I am trying to write a piece of code which does following:-
Sample record in input csv:
recordId,name,salary
1,Aiden,20000
2,Tom,18000
3,Jack,25000
My input case class which represents a record in input csv:
case class InputRecord(recordId: String, name: String, salary: Long)
Sample record in output csv (that needs to be written):
recordId,name,designation
1,Aiden,Programmer
2,Tom,Web Developer
3,Jack,Manager
My output case class which represents a record in input csv:
case class OutputRecord(recordId: String, name: String, designation: String)
Reading a record using akka stream csv (uses Alpakka reactive s3 https://doc.akka.io/docs/alpakka/current/s3.html):
def readAsCSV: Future[Source[Map[String, ByteString], NotUsed]] =
S3.download(s3Object.bucket, s3Object.path)
.runWith(Sink.head)
// This is then converted to csv
Now I have a function to process the records:
def process(input: InputRecord): OutputRecord =
//if salary > avg(salary) then Manager
//else Programmer
Function to write the OutputRecord as csv
def writeOutput:Sink[ByteString, Future[MultipartUploadResult]] =
S3.multipartUpload(s3Object.bucket,
s3Object.path,
metaHeaders = MetaHeaders(Map())
Function to send email notification:
def notify : Flow[OutputRecord, PushResult, NotUsed]

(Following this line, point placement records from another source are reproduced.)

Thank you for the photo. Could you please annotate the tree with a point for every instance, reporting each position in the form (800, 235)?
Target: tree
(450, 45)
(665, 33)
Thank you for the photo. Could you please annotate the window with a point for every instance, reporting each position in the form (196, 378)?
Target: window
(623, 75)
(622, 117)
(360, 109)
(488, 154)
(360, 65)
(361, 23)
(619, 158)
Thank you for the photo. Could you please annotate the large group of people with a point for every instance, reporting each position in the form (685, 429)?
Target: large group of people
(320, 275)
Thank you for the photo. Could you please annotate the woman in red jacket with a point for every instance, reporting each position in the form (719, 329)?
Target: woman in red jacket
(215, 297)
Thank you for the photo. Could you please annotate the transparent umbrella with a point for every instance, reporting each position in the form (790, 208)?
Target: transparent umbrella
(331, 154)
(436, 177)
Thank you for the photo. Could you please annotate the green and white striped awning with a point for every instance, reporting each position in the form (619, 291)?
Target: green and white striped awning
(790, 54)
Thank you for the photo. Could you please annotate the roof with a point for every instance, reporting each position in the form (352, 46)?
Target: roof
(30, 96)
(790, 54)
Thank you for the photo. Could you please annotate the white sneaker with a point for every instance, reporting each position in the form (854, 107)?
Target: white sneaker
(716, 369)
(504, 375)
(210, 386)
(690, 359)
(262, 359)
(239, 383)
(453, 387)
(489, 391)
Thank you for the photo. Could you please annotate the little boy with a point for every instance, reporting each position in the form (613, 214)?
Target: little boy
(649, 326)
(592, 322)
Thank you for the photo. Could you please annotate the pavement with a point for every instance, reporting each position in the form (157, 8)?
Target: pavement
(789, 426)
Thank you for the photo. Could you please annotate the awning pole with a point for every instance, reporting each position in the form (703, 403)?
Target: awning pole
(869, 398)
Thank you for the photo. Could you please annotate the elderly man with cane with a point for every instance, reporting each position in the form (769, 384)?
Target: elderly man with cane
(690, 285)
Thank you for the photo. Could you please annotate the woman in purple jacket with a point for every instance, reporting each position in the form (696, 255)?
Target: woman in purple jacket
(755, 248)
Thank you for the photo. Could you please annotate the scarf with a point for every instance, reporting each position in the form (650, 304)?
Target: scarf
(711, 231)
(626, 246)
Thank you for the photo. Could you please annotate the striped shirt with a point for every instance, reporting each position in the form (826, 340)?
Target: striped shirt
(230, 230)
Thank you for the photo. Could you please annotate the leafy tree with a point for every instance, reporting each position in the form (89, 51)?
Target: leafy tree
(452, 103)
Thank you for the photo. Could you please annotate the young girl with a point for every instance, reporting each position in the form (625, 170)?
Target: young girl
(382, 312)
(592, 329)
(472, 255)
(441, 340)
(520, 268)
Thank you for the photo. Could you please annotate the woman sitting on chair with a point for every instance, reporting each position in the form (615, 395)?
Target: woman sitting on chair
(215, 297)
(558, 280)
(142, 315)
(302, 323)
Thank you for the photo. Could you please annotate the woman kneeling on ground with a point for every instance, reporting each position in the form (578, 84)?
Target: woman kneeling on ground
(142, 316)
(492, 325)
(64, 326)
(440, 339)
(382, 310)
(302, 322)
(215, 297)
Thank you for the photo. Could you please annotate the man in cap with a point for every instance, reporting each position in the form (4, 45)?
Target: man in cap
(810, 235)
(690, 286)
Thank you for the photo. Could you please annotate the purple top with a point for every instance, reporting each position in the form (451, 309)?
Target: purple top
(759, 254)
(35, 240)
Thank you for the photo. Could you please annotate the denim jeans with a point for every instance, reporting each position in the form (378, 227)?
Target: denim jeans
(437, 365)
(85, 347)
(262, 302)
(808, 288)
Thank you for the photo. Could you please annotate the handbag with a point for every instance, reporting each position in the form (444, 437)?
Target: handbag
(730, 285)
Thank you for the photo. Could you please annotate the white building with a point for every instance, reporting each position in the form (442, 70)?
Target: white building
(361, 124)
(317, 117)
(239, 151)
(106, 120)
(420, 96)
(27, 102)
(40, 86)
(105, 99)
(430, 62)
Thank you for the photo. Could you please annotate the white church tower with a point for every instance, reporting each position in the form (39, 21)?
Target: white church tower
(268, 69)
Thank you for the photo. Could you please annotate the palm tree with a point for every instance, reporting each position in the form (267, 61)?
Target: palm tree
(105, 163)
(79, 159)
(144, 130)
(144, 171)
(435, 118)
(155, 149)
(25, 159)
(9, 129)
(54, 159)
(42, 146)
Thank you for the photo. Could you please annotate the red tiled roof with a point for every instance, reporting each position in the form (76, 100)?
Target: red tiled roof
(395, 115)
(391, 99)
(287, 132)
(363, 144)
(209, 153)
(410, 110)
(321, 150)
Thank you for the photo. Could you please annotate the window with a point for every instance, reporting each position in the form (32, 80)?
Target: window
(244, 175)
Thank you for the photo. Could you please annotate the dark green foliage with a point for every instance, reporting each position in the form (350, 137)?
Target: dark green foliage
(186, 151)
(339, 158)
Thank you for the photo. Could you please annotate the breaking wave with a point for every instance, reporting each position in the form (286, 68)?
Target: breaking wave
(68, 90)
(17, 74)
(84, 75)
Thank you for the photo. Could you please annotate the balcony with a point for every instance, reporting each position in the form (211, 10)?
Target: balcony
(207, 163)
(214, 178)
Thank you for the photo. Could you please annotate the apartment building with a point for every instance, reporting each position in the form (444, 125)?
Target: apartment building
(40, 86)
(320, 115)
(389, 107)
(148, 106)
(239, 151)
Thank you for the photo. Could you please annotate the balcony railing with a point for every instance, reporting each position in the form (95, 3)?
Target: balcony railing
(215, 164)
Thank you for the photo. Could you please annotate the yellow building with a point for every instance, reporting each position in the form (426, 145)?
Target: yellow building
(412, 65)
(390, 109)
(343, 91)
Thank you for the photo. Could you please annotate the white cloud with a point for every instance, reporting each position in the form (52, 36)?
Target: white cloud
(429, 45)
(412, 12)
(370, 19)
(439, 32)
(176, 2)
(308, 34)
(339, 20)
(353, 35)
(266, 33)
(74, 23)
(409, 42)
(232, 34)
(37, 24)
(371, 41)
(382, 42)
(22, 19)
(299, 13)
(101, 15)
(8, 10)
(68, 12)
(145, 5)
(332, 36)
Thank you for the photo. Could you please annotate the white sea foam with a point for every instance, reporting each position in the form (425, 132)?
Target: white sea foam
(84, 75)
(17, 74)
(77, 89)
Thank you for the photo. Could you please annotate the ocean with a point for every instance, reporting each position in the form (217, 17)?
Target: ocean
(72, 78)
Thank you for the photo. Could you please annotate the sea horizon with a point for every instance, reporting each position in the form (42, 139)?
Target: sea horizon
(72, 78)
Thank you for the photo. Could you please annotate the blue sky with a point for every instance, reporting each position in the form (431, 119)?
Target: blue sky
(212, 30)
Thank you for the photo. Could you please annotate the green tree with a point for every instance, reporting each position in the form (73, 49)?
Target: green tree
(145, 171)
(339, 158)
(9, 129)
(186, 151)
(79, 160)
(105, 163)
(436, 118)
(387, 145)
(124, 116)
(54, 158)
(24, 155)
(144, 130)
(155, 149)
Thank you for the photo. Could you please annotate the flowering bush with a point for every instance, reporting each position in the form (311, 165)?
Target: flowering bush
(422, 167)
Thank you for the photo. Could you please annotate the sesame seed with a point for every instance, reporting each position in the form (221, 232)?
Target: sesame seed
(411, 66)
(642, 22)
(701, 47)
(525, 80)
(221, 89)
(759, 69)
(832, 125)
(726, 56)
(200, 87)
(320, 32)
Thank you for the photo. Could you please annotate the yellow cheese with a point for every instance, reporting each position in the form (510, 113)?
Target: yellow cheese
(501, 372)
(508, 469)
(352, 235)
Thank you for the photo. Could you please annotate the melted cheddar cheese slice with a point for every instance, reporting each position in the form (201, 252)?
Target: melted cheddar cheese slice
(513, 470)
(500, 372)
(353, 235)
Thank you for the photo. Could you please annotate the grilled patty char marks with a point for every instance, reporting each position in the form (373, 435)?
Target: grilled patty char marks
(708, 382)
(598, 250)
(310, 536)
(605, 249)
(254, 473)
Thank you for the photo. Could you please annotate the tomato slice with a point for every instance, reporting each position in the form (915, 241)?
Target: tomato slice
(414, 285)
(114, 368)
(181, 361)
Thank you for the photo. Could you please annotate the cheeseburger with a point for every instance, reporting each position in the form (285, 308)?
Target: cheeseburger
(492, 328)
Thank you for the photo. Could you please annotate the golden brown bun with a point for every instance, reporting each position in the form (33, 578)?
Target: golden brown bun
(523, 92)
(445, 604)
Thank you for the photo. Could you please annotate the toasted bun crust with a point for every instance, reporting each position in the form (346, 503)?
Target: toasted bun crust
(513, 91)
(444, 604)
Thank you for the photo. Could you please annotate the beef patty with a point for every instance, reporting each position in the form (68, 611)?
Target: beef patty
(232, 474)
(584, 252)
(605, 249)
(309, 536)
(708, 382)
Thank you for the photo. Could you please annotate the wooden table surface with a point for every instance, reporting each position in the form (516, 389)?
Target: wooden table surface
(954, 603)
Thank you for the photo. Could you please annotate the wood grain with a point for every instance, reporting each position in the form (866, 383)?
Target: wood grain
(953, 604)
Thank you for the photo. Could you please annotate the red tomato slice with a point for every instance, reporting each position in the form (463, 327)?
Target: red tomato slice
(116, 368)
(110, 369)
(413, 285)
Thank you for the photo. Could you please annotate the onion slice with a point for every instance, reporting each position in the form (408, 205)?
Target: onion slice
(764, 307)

//if notification is sent successfully PushResult has some additional info
Stitching it all together
readAsCSV.flatMap { recordSource =>
recordSource.map { record
val outputRecord = process(record)
outputRecord
}
.via(notify) //Error: Line 15
.to(writeOutput) //Error: Line 16
.run()
}
On Line 15 & 16 I am getting an error, I am either able to add Line 15 or Line 16 but not both since both notify
& writeOutput
needs outputRecord
. Once notify is called I loose my outputRecord
.
Is there a way I can add both notify
and writeOutput
to same graph?
I am not looking for parallel execution as I want to first call notify
and then only writeOutput
. So this is not helpful: https://doc.akka.io/docs/akka/current/stream/stream-parallelism.html#parallel-processing
The use case seems very simple to me but some how I am not able to find a clean solution.
The output of notify
is a PushResult
, but the input of writeOutput
is ByteString
. Once you change that it will compile. In case you need ByteString
, get the same from OutputRecord
.
BTW, in the sample code that you have provided, a similar error exists in readCSV
and process
.